You are viewing a plain text version of this content. The canonical link for it is here.
Posted to user@zookeeper.apache.org by cheetah <xu...@gmail.com> on 2011/08/31 00:36:06 UTC

Re: How zab avoid split-brain problem?

Hi Alex,

Thanks for the explanation.

Then I have another question:

If there are 7 machines in my current zookeeper clusters, two of them are
failed. How can I reconfigure the Zookeeper to make it working with 5
machines? i.e if the master can get 3 machines' reply, it can commit the
transaction.

On the other hand, if I add 2 machines to make a 9 node Zookeeper cluster,
how can I configure it to make it taking advantages of 9 machines?
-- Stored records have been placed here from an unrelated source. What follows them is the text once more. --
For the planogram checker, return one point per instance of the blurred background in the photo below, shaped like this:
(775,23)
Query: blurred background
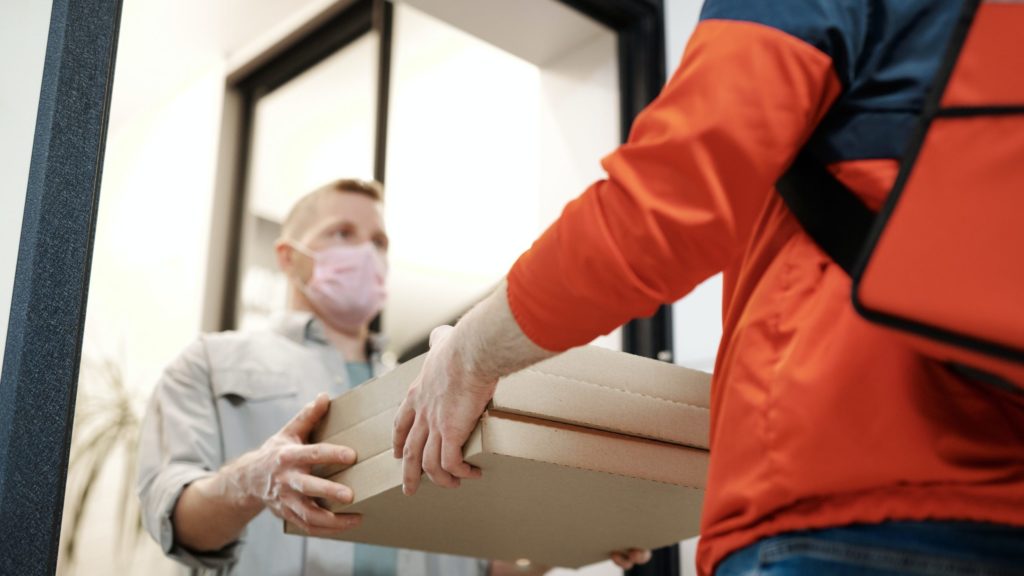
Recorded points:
(481,117)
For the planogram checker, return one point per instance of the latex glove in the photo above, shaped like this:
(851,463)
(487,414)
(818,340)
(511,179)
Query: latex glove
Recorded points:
(439,412)
(278,475)
(633,557)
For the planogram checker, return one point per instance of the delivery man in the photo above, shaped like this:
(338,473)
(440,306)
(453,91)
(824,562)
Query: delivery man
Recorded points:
(835,447)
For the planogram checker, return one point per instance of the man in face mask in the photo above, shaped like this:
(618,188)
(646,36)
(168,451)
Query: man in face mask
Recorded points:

This is more related to user mailing list. So I cc to it.

Thanks,
Peter

On Tue, Aug 30, 2011 at 12:21 PM, Alexander Shraer <sh...@yahoo-inc.com>wrote:

> Hi Peter,
>
> It's the second option. The servers don't know if the leader failed or
> was partitioned from them. So each group of 3 servers in your scenario
> can't distinguish the situation from another scenario where none of the
> servers
> failed but these 3 servers are partitioned from the other 4. To prevent a
> split brain
> in an asynchronous network a leader must have the support of a quorum.
>
> Alex
>
> > -----Original Message-----
> > From: cheetah [mailto:xuwh06@gmail.com]
> > Sent: Tuesday, August 30, 2011 12:23 AM
> > To: dev@zookeeper.apache.org
> > Subject: How zab avoid split-brain problem?
> >
> > Hi folks,
> >     I am reading the zab paper, but a bit confusing how zab handle
> > split
> > brain problem.
> >     Suppose there are A, B, C, D, E, F and G seven servers, now A is
> > the
> > leader. When A dies and at the same time, B,C,D are isolated from E, F
> > and
> > G.
> >      In this case, will Zab continue working like this: if B>C>D and
> > E>F>G,
> > so the two groups are both voting and electing B and E as their leaders
> > separately. Thus, there is a split brain problem.
> >      Or Zookeeper just stop working, because there were original 7
> > servers,
> > after 1 failure, a new leader still expects to have a quorum of 3
> > servers
> > voting for it as the leader. And because the two groups are separate
> > from
> > each other, no leader can be elected out.
> >
> >       If it is the first case, Zookeeper will have a split brain
> > problem,
> > which probably is not the case. But in the second case, a 7-node
> > Zookeeper
> > service can only handle a node failure and a network partition failure.
> >
> >      Am I understanding wrongly? Looking forward to your insights.
> >
> > Thanks,
> > Peter
>

Re: How zab avoid split-brain problem?

Posted by cheetah <xu...@gmail.com>.
I see. This makes sense to me now. Thanks.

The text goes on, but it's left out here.